Re: [syzbot] [kernfs?] possible deadlock in kernfs_fop_llseek

From: Al Viro
Date: Thu Apr 04 2024 - 18:01:29 EST


On Thu, Apr 04, 2024 at 12:33:40PM +0300, Amir Goldstein wrote:

> This specifically cannot happen because sysfs is not allowed as an
> upper layer only as a lower layer, so overlayfs itself will not be writing to
> /sys/power/resume.

Then how could you possibly get a deadlock there? What would your minimal
deadlocked set look like?

1. Something is blocked in lookup_bdev() called from resume_store(), called
from sysfs_kf_write(), called from kernfs_write_iter(), which has acquired
->mutex of struct kernfs_open_file that had been allocated by
kernfs_fop_open() back when the file had been opened. Note that each
struct file instance gets a separate struct kernfs_open_file. Since we are
calling ->write_iter(), the file *MUST* have been opened for write.

2. Something is blocked in kernfs_fop_llseek() on the same of->mutex,
i.e. using the same struct file as (1). That something is holding an
overlayfs inode lock, which is what the next thread is blocked on.

+ at least one more thread, to complete the cycle.

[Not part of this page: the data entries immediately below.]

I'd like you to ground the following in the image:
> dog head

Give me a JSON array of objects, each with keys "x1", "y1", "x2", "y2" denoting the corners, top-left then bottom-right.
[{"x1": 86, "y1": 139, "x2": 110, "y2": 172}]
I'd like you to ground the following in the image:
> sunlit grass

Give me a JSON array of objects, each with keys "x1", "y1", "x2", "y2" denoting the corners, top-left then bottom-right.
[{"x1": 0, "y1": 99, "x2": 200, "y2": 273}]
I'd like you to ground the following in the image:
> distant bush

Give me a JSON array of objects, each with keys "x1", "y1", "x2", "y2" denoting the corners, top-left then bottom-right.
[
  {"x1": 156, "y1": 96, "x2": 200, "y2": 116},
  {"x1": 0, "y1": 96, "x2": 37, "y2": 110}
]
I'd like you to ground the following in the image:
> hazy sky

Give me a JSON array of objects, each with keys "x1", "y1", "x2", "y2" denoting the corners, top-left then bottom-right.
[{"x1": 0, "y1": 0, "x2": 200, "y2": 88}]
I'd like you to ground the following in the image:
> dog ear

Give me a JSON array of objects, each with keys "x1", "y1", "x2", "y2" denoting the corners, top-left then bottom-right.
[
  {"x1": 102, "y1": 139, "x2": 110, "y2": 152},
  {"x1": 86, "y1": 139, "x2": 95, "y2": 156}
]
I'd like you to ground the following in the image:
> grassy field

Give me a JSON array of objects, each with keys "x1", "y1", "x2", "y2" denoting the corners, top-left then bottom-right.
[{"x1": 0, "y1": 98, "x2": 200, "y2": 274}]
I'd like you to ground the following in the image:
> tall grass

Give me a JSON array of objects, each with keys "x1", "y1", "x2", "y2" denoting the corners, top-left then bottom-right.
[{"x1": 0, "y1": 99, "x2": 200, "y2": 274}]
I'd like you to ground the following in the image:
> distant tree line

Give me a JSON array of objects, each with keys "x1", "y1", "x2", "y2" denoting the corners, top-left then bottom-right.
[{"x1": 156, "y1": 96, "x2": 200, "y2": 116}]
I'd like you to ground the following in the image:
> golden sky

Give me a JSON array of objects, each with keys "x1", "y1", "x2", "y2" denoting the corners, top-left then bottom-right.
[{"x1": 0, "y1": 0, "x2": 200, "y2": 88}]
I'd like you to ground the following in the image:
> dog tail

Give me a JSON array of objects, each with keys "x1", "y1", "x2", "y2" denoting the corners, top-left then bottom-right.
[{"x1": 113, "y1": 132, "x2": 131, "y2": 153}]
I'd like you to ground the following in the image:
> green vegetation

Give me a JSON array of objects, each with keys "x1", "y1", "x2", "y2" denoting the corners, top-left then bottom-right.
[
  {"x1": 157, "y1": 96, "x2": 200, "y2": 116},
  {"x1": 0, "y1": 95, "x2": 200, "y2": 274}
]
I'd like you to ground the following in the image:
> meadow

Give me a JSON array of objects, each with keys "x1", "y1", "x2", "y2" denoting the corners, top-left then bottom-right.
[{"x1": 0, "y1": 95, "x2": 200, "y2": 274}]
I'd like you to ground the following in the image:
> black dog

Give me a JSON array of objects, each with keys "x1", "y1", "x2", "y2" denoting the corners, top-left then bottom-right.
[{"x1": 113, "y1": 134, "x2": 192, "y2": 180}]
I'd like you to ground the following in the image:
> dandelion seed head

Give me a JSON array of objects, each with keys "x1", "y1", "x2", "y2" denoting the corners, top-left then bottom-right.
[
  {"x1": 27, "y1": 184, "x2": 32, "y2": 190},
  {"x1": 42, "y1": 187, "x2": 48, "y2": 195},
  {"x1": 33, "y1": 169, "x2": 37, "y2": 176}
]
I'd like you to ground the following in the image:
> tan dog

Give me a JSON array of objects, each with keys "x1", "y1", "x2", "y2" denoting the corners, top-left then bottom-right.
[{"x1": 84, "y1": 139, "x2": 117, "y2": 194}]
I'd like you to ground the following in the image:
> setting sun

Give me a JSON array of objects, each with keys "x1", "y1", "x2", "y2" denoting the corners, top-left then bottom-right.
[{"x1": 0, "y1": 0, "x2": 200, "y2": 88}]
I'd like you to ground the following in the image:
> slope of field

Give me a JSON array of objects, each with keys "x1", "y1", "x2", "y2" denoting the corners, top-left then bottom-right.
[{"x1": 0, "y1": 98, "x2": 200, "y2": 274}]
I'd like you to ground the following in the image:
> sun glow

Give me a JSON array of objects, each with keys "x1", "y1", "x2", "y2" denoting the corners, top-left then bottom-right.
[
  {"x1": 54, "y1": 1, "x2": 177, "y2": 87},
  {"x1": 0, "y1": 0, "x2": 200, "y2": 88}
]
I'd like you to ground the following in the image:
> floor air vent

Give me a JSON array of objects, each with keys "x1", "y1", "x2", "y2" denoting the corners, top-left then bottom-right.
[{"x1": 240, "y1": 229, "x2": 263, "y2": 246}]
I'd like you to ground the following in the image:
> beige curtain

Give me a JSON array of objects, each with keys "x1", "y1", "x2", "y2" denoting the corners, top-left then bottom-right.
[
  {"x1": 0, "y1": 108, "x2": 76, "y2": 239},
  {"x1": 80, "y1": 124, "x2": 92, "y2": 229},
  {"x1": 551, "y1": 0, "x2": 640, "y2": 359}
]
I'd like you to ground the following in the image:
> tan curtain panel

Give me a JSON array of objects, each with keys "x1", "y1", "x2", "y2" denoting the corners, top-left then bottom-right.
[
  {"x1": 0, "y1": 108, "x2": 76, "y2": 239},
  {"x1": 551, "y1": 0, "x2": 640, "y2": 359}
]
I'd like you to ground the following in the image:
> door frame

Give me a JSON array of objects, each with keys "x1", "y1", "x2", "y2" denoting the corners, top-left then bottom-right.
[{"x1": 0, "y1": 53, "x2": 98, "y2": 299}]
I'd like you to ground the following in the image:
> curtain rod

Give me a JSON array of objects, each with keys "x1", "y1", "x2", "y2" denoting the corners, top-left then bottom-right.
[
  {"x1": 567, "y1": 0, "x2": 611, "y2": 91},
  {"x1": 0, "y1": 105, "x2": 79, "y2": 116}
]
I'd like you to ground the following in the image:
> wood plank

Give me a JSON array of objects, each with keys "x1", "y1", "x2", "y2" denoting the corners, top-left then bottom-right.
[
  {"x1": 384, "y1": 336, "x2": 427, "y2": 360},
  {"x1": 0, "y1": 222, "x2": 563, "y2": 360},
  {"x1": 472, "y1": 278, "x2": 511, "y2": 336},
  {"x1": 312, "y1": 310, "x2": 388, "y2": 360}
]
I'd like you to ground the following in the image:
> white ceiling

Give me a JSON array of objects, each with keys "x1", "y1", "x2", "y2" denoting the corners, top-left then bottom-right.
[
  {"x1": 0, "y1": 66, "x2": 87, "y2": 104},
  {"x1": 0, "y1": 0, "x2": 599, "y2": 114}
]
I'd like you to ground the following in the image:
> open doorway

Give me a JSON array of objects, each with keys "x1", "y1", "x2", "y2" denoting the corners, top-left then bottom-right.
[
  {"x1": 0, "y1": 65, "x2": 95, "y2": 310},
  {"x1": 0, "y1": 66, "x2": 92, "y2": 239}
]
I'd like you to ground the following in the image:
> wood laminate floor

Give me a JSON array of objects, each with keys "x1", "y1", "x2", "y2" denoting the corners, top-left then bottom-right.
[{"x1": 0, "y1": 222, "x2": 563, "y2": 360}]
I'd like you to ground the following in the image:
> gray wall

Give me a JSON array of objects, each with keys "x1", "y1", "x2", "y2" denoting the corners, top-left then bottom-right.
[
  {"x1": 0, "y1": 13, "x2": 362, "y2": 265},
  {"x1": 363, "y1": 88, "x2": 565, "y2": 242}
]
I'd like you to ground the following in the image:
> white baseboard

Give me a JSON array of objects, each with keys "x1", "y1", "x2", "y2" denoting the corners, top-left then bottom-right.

Right? How could that possibly happen without overlayfs opening /sys/power/resume
for write? Again, each struct file instance gets a separate of->mutex;
for a deadlock you need a cycle of threads and a cycle of locks, such
that each thread is holding the corresponding lock and is blocked on
attempt to get the lock that comes next in the cyclic order.

If overlayfs never writes to that sucker, it can't participate in that
cycle. Sure, you can get overlayfs llseek grabbing of->mutex of *ANOTHER*
struct file opened for the same sysfs file. Since it's not the same
struct file and since each struct file there gets a separate kernfs_open_file
instance, the mutex won't be the same.

Unless I'm missing something else, that can't deadlock. For a quick and
dirty experiment, try to give of->mutex on r/o opens a class separate from
that on r/w and w/o opens (mutex_init() in kernfs_fop_open()) and see
if lockdep warnings persist.

Something like

if (has_mmap)
mutex_init(&of->mutex);
else if (file->f_mode & FMODE_WRITE)
mutex_init(&of->mutex);
else
mutex_init(&of->mutex);

circa fs/kernfs/file.c:642.